If you haven’t heard, the forward from the United States women’s soccer team made a tea gesture after scoring what would be the winning goal in the 2019 World Cup semifinal against England. Some call it overly celebratory; I call it a welcome “take that” gesture.

First of all, a journey through YouTube will yield all kinds of overt goal-scoring celebrations in women’s soccer, so spare me the scolding. It’s the norm. For many, this is about diminishing the sport.

Clearly this World Cup has become about so much more than soccer. Many American women are feeling battered by what’s happening in our country right now. We need wins, so the tea lands like a sweet victory moment, however fleeting.

Think about it. While we’re beating ourselves up with weekly doses of season three of The Handmaid’s Tale hoping there’s a massive resistance coming, the U.S. women’s soccer team is countering with female power, the exhilaration of competition, and pure joy. They’re making us proud of our country in a way that few other things can right now.

What I’ve realized is that bringing collective energy to this U.S. team is applying a temporary, welcome salve to our national wound. It’s the first week in July, a time when we typically express our patriotism in fun flag cakes with stripes made of fruit. Instead we’re seeing gross images of tanks and a partisan celebration in the making in Washington, D.C., on the heels of a highly disturbing few weeks of our President showing his unabashed admiration for murderous dictators under the guise of diplomacy.

Of course in conducting his presidential duties, Donald Trump made time to take a shot at offensive force Megan Rapinoe, who when asked if she was looking forward to winning and visiting the White House, said, “I’m not going to the fucking White House.”

I felt that in my soul.

Rapinoe is all of us who want to slay the dragon. It feels important that she and her team win for a myriad of reasons. Prestige and trophy, sure. But the phenomenon around the U.S. women right now is inextricably linked to our feeling of powerlessness in our national politics.

For some context, consider this. I spent 15 years covering girls’ and women’s soccer for a newspaper in the 1980s and ‘90s. I have been cheering on the U.S. women in World Cups and Olympics since the ‘90s, but it has never felt like this. In the days when I did this as a job, I had occasion to interview players like Michelle Akers. Back then women’s soccer at the highest level felt pioneering because it was. Now it feels activist. And I love that about it.

Now it’s about equal pay and the ability to speak our minds and have control of our bodies and love who we love. Make no mistake, for many of us this is all rolled up in that black and white ball that’s getting kicked around.

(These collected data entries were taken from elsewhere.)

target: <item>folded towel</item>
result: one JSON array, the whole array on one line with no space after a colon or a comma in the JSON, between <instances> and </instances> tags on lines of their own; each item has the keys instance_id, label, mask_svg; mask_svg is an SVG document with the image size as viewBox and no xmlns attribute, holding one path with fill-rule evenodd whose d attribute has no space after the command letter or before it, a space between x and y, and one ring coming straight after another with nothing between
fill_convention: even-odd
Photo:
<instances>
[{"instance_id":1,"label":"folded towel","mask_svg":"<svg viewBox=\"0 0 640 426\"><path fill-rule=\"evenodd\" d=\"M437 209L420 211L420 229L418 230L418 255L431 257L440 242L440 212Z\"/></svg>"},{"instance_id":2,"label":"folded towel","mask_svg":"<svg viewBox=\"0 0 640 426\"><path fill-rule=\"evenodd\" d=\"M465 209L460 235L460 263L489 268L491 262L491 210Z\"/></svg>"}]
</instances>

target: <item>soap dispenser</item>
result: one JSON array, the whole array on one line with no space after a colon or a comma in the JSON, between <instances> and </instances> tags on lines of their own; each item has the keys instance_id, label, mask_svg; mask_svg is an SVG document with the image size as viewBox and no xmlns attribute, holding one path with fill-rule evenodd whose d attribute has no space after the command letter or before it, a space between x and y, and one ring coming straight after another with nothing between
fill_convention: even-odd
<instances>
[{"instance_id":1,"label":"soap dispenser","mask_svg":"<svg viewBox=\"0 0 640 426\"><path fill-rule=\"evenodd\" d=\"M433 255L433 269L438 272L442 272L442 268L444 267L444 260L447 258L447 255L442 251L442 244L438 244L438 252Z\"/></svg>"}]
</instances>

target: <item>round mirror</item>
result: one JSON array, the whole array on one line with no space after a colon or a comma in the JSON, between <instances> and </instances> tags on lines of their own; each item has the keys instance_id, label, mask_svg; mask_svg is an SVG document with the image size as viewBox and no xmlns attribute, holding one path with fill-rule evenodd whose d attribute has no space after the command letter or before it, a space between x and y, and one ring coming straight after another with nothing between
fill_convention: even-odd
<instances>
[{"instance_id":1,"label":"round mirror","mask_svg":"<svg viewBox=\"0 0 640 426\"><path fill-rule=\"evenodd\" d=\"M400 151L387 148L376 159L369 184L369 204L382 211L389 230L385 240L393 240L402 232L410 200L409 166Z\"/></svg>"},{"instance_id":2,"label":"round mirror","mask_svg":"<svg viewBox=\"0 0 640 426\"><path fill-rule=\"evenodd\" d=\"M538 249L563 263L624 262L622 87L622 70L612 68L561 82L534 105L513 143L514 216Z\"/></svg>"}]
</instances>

Sports is typically an escape, a chance to forget our daily lives. This team allows us to somehow disconnect from that and yet connect with something rousing in ourselves. We bring the fight in us to a game. It’s almost implicit, our communication with these athletes representing us on a world stage: Bring us the fight we can win. Let us spend a few hours, a manageable chunk of time, cheering for the outcome we want and then, maybe, getting that outcome.

Glory be.

One more World Cup hurdle.

As the U.S. prepares for Sunday’s final, let’s drink up. Make mine a fake English Breakfast with a dash of milk and sugar.